Washington, April 1 : Archaeologists have uncovered a giant statue of an ancient Egyptian queen at the mortuary temple of Amenhotep III on Luxor's West Bank in Egypt.
According to a report in National Geographic News, a joint European-Egyptian team found the statue, which is 12-foot-tall, and attached to the broken-off leg of a much larger colossus of Amenhotep III, who ruled from about 1390 to 1350 B.C.
Experts have said that the newfound statue is of Queen Tiye, who was Amenhotep III's favorite wife and the most influential woman of his 38-year reign, thus bolstering theories that female royalty were gaining in prominence and influence during the time period.
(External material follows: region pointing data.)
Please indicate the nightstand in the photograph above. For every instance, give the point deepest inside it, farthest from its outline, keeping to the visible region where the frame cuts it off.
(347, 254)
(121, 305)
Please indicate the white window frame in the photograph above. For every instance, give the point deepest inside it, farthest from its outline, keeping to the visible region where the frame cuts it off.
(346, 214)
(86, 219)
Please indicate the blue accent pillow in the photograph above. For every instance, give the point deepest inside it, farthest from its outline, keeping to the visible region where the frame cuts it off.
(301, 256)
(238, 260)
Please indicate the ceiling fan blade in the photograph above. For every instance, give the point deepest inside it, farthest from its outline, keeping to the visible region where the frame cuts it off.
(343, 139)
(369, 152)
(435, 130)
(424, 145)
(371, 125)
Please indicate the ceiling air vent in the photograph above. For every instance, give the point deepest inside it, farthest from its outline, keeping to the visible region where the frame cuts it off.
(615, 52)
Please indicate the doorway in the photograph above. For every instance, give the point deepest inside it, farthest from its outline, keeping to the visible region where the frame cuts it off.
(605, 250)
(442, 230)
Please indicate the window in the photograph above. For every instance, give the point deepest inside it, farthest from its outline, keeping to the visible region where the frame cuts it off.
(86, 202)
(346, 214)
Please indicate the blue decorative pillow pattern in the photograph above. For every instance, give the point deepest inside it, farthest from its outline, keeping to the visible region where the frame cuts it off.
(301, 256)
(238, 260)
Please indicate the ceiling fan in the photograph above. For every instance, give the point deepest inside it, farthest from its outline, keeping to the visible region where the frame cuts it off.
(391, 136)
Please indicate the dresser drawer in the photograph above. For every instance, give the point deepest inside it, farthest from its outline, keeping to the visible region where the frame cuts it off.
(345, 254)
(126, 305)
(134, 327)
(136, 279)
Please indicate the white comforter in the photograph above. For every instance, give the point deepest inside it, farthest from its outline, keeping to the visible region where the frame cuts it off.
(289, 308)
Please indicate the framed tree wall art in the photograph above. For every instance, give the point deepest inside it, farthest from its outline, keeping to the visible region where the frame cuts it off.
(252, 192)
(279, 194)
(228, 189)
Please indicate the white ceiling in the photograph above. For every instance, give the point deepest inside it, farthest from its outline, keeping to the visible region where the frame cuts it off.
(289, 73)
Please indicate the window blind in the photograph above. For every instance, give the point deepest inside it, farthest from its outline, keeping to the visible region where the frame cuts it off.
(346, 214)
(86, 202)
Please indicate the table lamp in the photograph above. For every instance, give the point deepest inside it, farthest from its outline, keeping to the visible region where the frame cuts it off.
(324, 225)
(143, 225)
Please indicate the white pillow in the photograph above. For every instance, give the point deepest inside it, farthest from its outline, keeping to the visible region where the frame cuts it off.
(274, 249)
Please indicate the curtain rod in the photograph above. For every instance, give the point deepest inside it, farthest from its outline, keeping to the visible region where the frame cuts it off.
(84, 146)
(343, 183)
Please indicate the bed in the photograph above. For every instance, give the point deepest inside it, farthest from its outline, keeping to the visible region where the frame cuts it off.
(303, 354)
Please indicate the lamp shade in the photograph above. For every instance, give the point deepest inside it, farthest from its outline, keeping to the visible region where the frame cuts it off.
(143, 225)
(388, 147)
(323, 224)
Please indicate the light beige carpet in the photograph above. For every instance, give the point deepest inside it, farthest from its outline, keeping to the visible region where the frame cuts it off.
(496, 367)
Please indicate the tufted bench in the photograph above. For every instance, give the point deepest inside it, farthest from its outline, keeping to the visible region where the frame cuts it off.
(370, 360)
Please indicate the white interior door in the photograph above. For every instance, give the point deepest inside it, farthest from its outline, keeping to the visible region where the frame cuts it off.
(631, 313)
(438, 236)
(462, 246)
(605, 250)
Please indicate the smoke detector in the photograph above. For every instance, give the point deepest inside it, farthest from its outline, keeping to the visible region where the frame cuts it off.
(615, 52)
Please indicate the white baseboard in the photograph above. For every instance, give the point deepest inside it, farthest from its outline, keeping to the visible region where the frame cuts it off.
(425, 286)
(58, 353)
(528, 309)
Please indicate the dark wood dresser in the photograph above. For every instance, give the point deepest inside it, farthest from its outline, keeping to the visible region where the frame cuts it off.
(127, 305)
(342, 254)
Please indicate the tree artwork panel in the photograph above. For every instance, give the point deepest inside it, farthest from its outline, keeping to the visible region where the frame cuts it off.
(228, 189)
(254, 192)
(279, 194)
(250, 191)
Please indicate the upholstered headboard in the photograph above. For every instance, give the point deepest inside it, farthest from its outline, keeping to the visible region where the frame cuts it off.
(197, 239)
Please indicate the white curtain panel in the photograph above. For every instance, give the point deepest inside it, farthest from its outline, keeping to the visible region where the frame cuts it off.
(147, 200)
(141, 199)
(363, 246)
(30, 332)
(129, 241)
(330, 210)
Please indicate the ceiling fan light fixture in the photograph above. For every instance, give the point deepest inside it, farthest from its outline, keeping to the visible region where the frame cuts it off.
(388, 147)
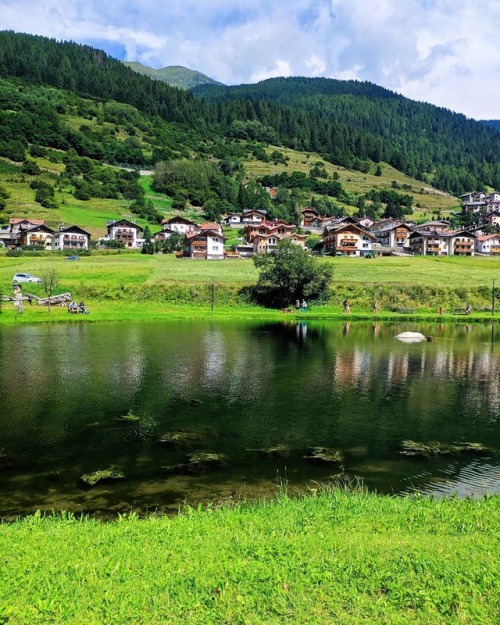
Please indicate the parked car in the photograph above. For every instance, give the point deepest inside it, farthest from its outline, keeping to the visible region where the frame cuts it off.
(25, 277)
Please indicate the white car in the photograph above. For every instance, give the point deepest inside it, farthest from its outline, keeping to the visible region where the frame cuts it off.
(25, 277)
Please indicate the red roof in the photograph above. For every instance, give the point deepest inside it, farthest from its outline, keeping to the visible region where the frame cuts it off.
(36, 222)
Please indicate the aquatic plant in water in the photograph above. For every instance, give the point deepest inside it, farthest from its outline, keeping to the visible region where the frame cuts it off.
(416, 449)
(98, 476)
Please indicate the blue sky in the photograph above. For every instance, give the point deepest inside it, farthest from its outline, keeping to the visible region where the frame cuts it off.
(441, 51)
Because the temple complex was devastated by massive earthquakes in pharonic times and in the first century A.D., the discovery of an undamaged statue has surprised experts.
"The surprise was that she was not crushed," said Hourig Sourouzian, who led the excavation and has been digging at the site since 2000.
"The leg of the larger colossus was very badly damaged, so the surprise was that the queen lying behind it was intact,"she added.
According to Sourouzian, "The first thing we saw of that statue was the thumb. But the block was getting larger and larger, and then we had the surprise of this beautiful queen who appeared there by the leg of the king."
Queen Tiye was often depicted standing by the right leg of Amenhotep III colossi, and Amenhotep III's mother, Mutemwiya, was usually carved by his left leg.
The inscribed statue includes the titles "hereditary princess, great of honor, beloved of the lady of the sycamore, and mistress of the two lands."
The newly discovered statue bolsters the theory that the period during Egypt's 18th dynasty, which included Amenhotep III's rule, was a period of female empowerment, particularly among royalty.
"The statue shows that the women of the crown are so important they are represented openly on colossal scale," said Sourouzian said, adding that one of Queen Tiye's titles was the Great Royal Consort.
"This statue is tangible evidence of their growing importance. We know from other monuments and monuments of this sort that Queen Tiye shared power with her husband," said Johnson from the Oriental institute.
Archaeologists also unearthed two sphinxes representing Amenhotep III and Queen Tiye and ten granite statues of the lioness goddess Sekhmet.